Accordi di facilitazione dei visti e di riammissione con la Bielorussia. A gennaio, l’Unione europea e la Bielorussia hanno sottoscritto un accordo di facilitazione per il rilascio dei visti per soggiorni di breve durata e un accordo di riammissione delle persone il cui soggiorno è irregolare. L’accordo di facilitazione dei visti prevede, tra l’altro, la riduzione dei diritti per il rilascio del visto, la possibilità di ottenere un visto per ingressi multipli con un lungo periodo di validità e la semplificazione dell’elenco dei documenti da allegare alla domanda di visto. La cooperazione con la Bielorussia nel settore della migrazione aveva già portato alla conclusione di un partenariato per la mobilità nel 2016. Gli accordi sono stati sottoposti all’approvazione del Parlamento europeo.
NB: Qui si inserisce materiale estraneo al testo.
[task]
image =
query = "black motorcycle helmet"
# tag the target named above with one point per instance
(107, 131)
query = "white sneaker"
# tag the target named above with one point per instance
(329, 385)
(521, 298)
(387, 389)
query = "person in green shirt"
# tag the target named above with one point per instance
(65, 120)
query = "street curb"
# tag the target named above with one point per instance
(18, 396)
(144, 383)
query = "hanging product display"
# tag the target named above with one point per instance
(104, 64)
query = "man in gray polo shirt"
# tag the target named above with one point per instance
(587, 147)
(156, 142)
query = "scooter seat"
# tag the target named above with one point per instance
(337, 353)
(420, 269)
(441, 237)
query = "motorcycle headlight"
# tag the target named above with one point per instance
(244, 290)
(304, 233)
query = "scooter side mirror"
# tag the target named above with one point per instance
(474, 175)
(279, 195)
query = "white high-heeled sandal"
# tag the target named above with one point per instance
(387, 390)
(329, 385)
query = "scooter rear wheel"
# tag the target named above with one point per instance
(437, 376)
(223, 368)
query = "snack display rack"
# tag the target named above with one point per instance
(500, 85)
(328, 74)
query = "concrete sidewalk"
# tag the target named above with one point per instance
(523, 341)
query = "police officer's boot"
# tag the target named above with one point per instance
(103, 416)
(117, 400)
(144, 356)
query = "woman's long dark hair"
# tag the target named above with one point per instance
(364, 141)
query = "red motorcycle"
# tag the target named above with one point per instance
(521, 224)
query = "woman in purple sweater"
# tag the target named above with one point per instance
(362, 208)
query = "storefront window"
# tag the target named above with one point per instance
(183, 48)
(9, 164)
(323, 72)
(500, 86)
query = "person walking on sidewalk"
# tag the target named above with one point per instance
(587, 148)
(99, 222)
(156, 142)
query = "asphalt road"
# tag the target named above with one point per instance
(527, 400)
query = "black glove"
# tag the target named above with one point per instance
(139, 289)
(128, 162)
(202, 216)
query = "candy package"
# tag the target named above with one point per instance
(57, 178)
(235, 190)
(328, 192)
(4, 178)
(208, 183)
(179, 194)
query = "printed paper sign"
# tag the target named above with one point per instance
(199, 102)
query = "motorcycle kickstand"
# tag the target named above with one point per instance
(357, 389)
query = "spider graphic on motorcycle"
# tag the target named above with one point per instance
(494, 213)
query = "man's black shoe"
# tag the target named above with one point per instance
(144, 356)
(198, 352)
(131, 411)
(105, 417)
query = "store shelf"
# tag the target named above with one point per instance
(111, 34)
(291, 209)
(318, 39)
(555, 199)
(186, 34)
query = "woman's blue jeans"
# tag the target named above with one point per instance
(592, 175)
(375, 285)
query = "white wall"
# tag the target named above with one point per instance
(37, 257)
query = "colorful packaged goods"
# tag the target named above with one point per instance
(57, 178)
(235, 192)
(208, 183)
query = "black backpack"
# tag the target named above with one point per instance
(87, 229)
Programmi di sviluppo e protezione regionale in Nord Africa. A marzo sono state pubblicate delle schede informative di aggiornamento in merito ai programmi di sviluppo e protezione regionale realizzati in Nord Africa. Istituiti nel 2015 nell’ambito dell’Agenda europea sulle migrazioni, tali programmi sono finanziati attraverso le azioni del Fondo UE asilo, migrazione e integrazione (AMIF). Finora sono stati finanziati oltre 40 progetti in Algeria, Ciad, Egitto, Libia, Mauritania, Marocco, Niger, Tunisia, per un importo totale di 41.400.000 euro. Il loro obiettivo è quello di assistere i Paesi terzi ad affrontare le esigenze di protezione e sviluppo dei migranti, dei rifugiati e dei richiedenti asilo, sostenendo gli sforzi delle comunità che li ospitano. Essi includono attività di capacity building a supporto dei governi nazionali, delle ONG e della società civile con focus specifico sui diritti umani, sulla protezione internazionale e sull’erogazione di servizi per migranti vulnerabili e rifugiati e campagne di sensibilizzazione sui rischi legati alla migrazione irregolare. I Programmi prevedono una componente di sviluppo ed una di protezione. Quest’ultima è gestita da un Consorzio di Stati membri europei guidati dall’Italia.